The Goldman Sachs 10,000 Small Businesses program that has been an amazing source of information, ideas, and support (as well as the cause of many late nights spent at my computer) came to a close a few weeks ago, and I'm still processing all that I learned along the way.

In a nutshell, the 3-month program provides small business owners with a practical education in how to better run their business as well as access to support in pursuing an opportunity to grow. I learned so many great things that I've already begun to apply at the studio, and the program opened my eyes to new ways to see both my role at Bloom and the direction we're headed.

The buzz word of the program was growth - what it means, why it's important, and how to make it happen. I struggled against what I initially perceived to be pressure to prioritize profit over passion and purpose. The more I compared myself to other business owners or to external expectations for growth, the more I began to feel off-kilter and confused. Midway through the program, I panicked. Should I be trying to come up with some brilliant new yoga gimmick? Should I be a business owner who aims to put a yoga studio on every corner? Should my ambitions be bigger?

This line of thinking sent me down a dark, bumpy path of self-doubt and judgment. So I did what I always do when I feel off-center and disconnected: I rolled out my yoga mat.

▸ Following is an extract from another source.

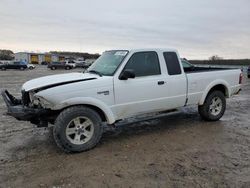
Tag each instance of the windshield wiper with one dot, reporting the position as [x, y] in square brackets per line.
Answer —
[95, 72]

I've come to the mat thousands of times before, but each has been a new experience. Some days I've had a spark of inspiration in child's pose and had to scramble to find pen and paper to write out (in my terrible chicken scratch) the next Thinking Yogi post or article I want to publish. On other days, I've forced myself through a practice that felt dull and uninispired wondering why I didn't just stay in bed.

But despite all of the confusion in my head and heart that day, despite the stress and self-doubt and worry I felt over whether the growth I was contemplating was 'right,' coming to the mat made things so simple, so clear. I sat tall, closed my eyes, took a deep breath, and found my smile.

Bloom's vision is my vision for my own life, too.

I want to be happy and healthy.
I want to experience and enjoy the present moment rather than constantly striving.
I want do purposeful work that I love, connect with good people, grow and change, and be creative and inspired.

The growth I'm seeking at Bloom isn't all about the bottom line. The reason I started the studio is to make wellness more accessible. I believe yoga and massage can help people to feel happier and healthier in daily life, and I wanted to create a community that makes it easy and fun for people of all ages, stages of life, and levels of fitness or flexibility to give it a go. Every new class or program we've offered has been a direct result of that core belief.

Yes, the bottom line is important, but it's not what gets me up in the morning. I'm inspired by sharing what I love with others, excited when yoga and massage changes someone's whole day-to-day experience of life, thrilled when our students consider Bloom their home away from home.

So with all that said, just what sort of growth is in store for Bloom?

Here's what I'm excited about!

    • Promoting wellbeing at work - bringing stress-reduction and wellness (via yoga, massage, and meditation) to more folks right where they work
    • Taking yoga on vacation - bringing our community together beyond the studio walls in new, beautiful locations (our popular Maya Tulum retreat is likely to fill up again this year...)

After initially having moments of self-doubt and judgement in the program when I tried to fit myself into a certain business owner mold because I thought I 'should,' I soon realized that there is no one right way to grow. When I look at these four areas of growth I know what lies ahead at the studio is organic and true and aligned with our vision. And so we continually cycle back to what we do best, we revisit and revamp what we love, we grow, we Bloom.